Palestinians on Wednesday sifted through rubble in a desperate hunt for trapped victims. “It is a massacre,” said one witness.

United Nations human rights officials said strikes on the camp could be a war crime.

“Given the high number of civilian casualties & the scale of destruction following Israeli air strikes on Jabalia refugee camp, we have serious concerns that these are disproportionate attacks that could amount to war crimes,” the U.N. High Commissioner for Human Rights wrote on social media site X.

Amid growing international calls for a humanitarian pause in hostilities, conditions in the seaside enclave are increasingly desperate under Israel’s assault and tightened blockade. Food, fuel, drinking water and medicine have run short.

Dr. Fathi Abu al-Hassan, a U.S. passport holder waiting to cross into Egypt on Wednesday, described hellish conditions inside Gaza without water, food or shelter.

“We open our eyes on dead people and we close our eyes on dead people,” he said.

Hospitals have struggled as shortages of fuel forced shutdowns including Gaza’s only cancer hospital. Israel has refused to let humanitarian convoys bring in fuel, citing concern that Hamas fighters would divert it for military purposes.

Ashraf Al-Qudra, a spokesman for the Gaza health ministry, said in a televised news conference on Thursday that the main power generator at the Indonesian Hospital was no longer functioning due to lack of fuel.

The hospital was switching to a back-up generator but would no longer be able to power mortuary refrigerators and oxygen generators. “If we don’t get fuel in the next few days, we will inevitably reach a disaster,” he said.
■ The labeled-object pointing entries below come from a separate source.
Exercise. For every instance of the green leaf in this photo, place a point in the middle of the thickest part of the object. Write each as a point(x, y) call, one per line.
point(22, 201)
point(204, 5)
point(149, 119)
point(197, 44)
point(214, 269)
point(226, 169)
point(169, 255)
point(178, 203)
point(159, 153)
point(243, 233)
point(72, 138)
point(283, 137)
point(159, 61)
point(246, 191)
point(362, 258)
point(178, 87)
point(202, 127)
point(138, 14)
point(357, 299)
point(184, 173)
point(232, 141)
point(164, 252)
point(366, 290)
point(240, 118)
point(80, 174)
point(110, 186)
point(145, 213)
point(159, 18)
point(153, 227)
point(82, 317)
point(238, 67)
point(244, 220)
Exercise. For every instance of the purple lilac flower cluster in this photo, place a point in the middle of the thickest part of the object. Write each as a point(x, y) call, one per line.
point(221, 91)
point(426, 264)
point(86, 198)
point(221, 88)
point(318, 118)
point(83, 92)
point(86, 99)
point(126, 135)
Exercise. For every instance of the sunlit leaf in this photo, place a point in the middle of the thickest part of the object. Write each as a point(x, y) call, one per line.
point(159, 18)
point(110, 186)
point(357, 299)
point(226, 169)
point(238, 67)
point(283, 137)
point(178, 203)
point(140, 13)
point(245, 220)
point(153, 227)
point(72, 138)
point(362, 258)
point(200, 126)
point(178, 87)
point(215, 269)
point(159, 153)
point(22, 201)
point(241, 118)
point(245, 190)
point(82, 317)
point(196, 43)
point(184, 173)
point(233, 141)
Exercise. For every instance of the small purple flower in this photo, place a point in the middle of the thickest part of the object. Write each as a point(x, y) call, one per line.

U.S. diplomat departs for Israel, again 

U.S. Secretary of State Antony Blinken was due to depart on Thursday for his second visit to Israel in less than a month. He plans to meet Israeli officials including Prime Minister Benjamin Netanyahu on Friday to voice solidarity but also to reassert the need to minimize Palestinian civilian casualties, his spokesperson said.

Blinken will also stop in Jordan, one of a handful of Arab states to have normalised relations with Israel. On Wednesday Jordan withdrew its ambassador from Tel Aviv until Israel ends its assault on Gaza. Israel said it regretted Jordan’s decision.

In Jordan, Blinken will underscore the importance of protecting civilian lives and reiterate a U.S. commitment to ensure Palestinians are not forcibly displaced from Gaza, a growing concern of the Arab world, Miller said.

He will pursue talks led by Egypt and Qatar on securing the release of all of the hostages held by Hamas, Miller said.

Also on Thursday, the U.S. House of Representatives could pass with Republican support a bill providing $14.3 billion in aid for Israel.

But it is unlikely to become law, as it faces stiff opposition in the Democratic-controlled Senate and the White House has threatened a veto. President Joe Biden wants a $106-billion bill that would fund Ukraine, border security and humanitarian aid as well as money for Israel.

Israel sent ground forces into Gaza late last week after weeks of air and artillery strikes to retaliate for the surprise Hamas attack of Oct. 7 that stunned Israelis.

The Gaza health ministry says at least 8,796 Palestinians in the narrow coastal enclave, including 3,648 children, have been killed by Israeli strikes since Oct. 7.